Asian stocks fell on Thursday as a European Central Bank plan to spend more than $800 billion to buy bonds and the passage of a bipartisan funding and relief package in the U.S. as part of the nation's response to the coronavirus pandemic failed to ease investor fears that the world is heading for a virus-fueled economic catastrophe.


The 750-billion-euro ($820-billion) program is temporary and will be halted when the coronavirus crisis is judged to be over "but in any case not before the end of the year", the ECB said as countries around the world scrambled to prevent wider transmission of COVID-19, which has now infected more than 200,000 people and killed almost 9,000.

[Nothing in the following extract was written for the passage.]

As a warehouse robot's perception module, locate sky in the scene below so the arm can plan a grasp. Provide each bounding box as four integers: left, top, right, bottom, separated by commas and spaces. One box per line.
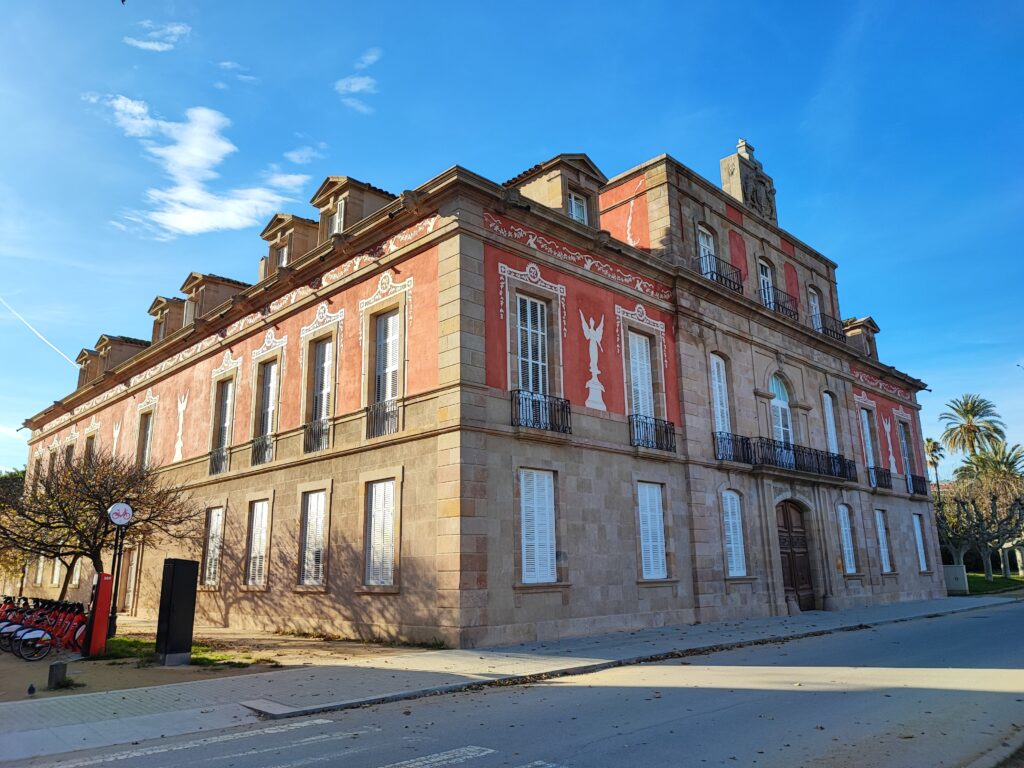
0, 1, 1021, 477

China's Shanghai Composite index dropped nearly 1 percent to 2,702.13, while Hong Kong's Hang Seng index tumbled 2.61 percent to 21,709.13.


Japanese shares hit a 3-1/2-year low as panic selling over the coronavirus pandemic overshadowed a massive shot of stimulus from the world's major central banks. The Nikkei average gave up early gains to end the session down 1.04 percent at 16,552.83, its lowest close since November 2016.


Market heavyweight SoftBank Group Corp plunged over 17 percent. Fujifilm Holdings Corp declined 8.5 percent after the company said it expects no direct earnings impact from potential sales growth of Favipiravir in China for now.


Australia's benchmark S&P/ASX 200 lost 3.44 percent to finish at 4,782.90 even as the Reserve Bank made a historic foray into quantitative easing, saying it would do "whatever is necessary" to ensure funding costs are low and credit is freely available. Following an out-of-schedule meeting, the central bank slashed its cash rate to an all-time low of 0.25 percent.


New Zealand's benchmark NZX-50 index tumbled 3.6 percent to 9,114.53 after Prime Minister Jacinda Ardern announced the country's borders will be closed to everyone but citizens and residents from tonight.


Seoul stocks extended recent losses on worries that the economic stimulus measures announced by major economies around the globe is not enough to revitalize financial markets.


The benchmark Kospi crashed 133.56 points, or 8.39 percent, to 1,457.64 as the country reported 152 new cases of the new coronavirus today, up from 93 new cases a day earlier, bringing the nation's total infections to 8,565. Tech heavyweights Samsung Electronics and SK Hynix fell around 6 percent while battery maker Samsung SDI plunged over 17 percent.


Philippine shares plunged by nearly 25 percent only moments after the Manila stock exchange resumed trade after a two-day halt. Markets later cut losses and were down 12 percent.


Overnight, U.S. stocks tumbled again as the number of coronavirus infections kept climbing, creating more uncertainty about how badly the economy is getting hit. The Dow Jones Industrial Average slumped 6.3 percent, the tech-heavy Nasdaq Composite shed 4.7 percent and the S&P 500 lost 5.2 percent.